Seqanswers Leaderboard Ad

Collapse

Announcement

Collapse
No announcement yet.
X
 
  • Filter
  • Time
  • Show
Clear All
new posts

  • DESeq2 DataSetFromMatrix question

    Hi,

    I've got a pretty simple RNAseq experiment (2 conditions, 3 biological replicates) but I'm having trouble getting the count data into DESeq2.

    What I've done:

    > bckCountTable <- read.table("bck_counts.txt", header=TRUE, row.names=1)

    > head(bckCountTable)
    GeneID ctl1 ctl2 ctl3 del1 del2 del3
    1 CNAG_00001 0 0 0 0 0 0
    2 CNAG_00002 29 34 27 26 13 21
    3 CNAG_00003 38 26 38 41 38 27
    4 CNAG_00004 63 42 58 58 62 55

    > ExpDesign <- data.frame(row.names=colnames(bckCountTable), condition = c("ctl","ctl","ctl","del","del","del"))

    > bckCDS <- DESeqDataSetFromMatrix(countData = bckCountTable, colData=ExpDesign$condition, design=~ExpDesign$condition)
    Error in validObject(.Object) :
    invalid class “SummarizedExperiment” object: invalid object for slot "colData" in class "SummarizedExperiment": got class "factor", should be or extend class "DataFrame"

    I guess I don't understand how to define colData.

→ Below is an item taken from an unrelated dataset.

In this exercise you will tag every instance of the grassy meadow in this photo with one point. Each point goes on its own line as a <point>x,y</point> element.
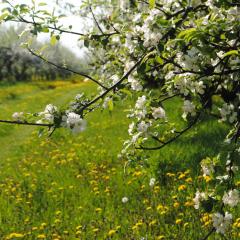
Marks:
<point>71,186</point>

    Any advice would be appreciated.

    Regards,
    Maureen


    > sessionInfo()
    R version 3.0.2 (2013-09-25)
    Platform: x86_64-apple-darwin10.8.0 (64-bit)

    locale:
    [1] en_US.UTF-8/en_US.UTF-8/en_US.UTF-8/C/en_US.UTF-8/en_US.UTF-8

    attached base packages:
    [1] parallel stats graphics grDevices utils datasets methods base

    other attached packages:
    [1] DESeq2_1.2.2 RcppArmadillo_0.3.920.1 Rcpp_0.10.6 GenomicRanges_1.14.3
    [5] XVector_0.2.0 IRanges_1.20.4 BiocGenerics_0.8.0 BiocInstaller_1.12.0

    loaded via a namespace (and not attached):
    [1] annotate_1.40.0 AnnotationDbi_1.24.0 Biobase_2.22.0 DBI_0.2-7 genefilter_1.44.0
    [6] grid_3.0.2 lattice_0.20-24 locfit_1.5-9.1 RColorBrewer_1.0-5 RSQLite_0.11.4
    [11] splines_3.0.2 stats4_3.0.2 survival_2.37-4 tools_3.0.2 XML_3.95-0.2
    [16] xtable_1.7-1

  • #2
    In trying to understand my issue with the use of the DESeqDataSetfromMatrix command in DESeq2 I tried to compare my data to the Pasilla data used in the vignette:

    > data("pasillaGenes")
    > countData <- counts(pasillaGenes)

    > colData <- pData(pasillaGenes)[,c("condition","type")]
    > colData
    condition type
    treated1fb treated single-read
    treated2fb treated paired-end
    treated3fb treated paired-end
    untreated1fb untreated single-read
    untreated2fb untreated single-read
    untreated3fb untreated paired-end
    untreated4fb untreated paired-end

    Which imports nicely into a DEseq Data Set:
    > pasilla_dds <- DESeqDataSetFromMatrix(countData, colData, formula(~condition))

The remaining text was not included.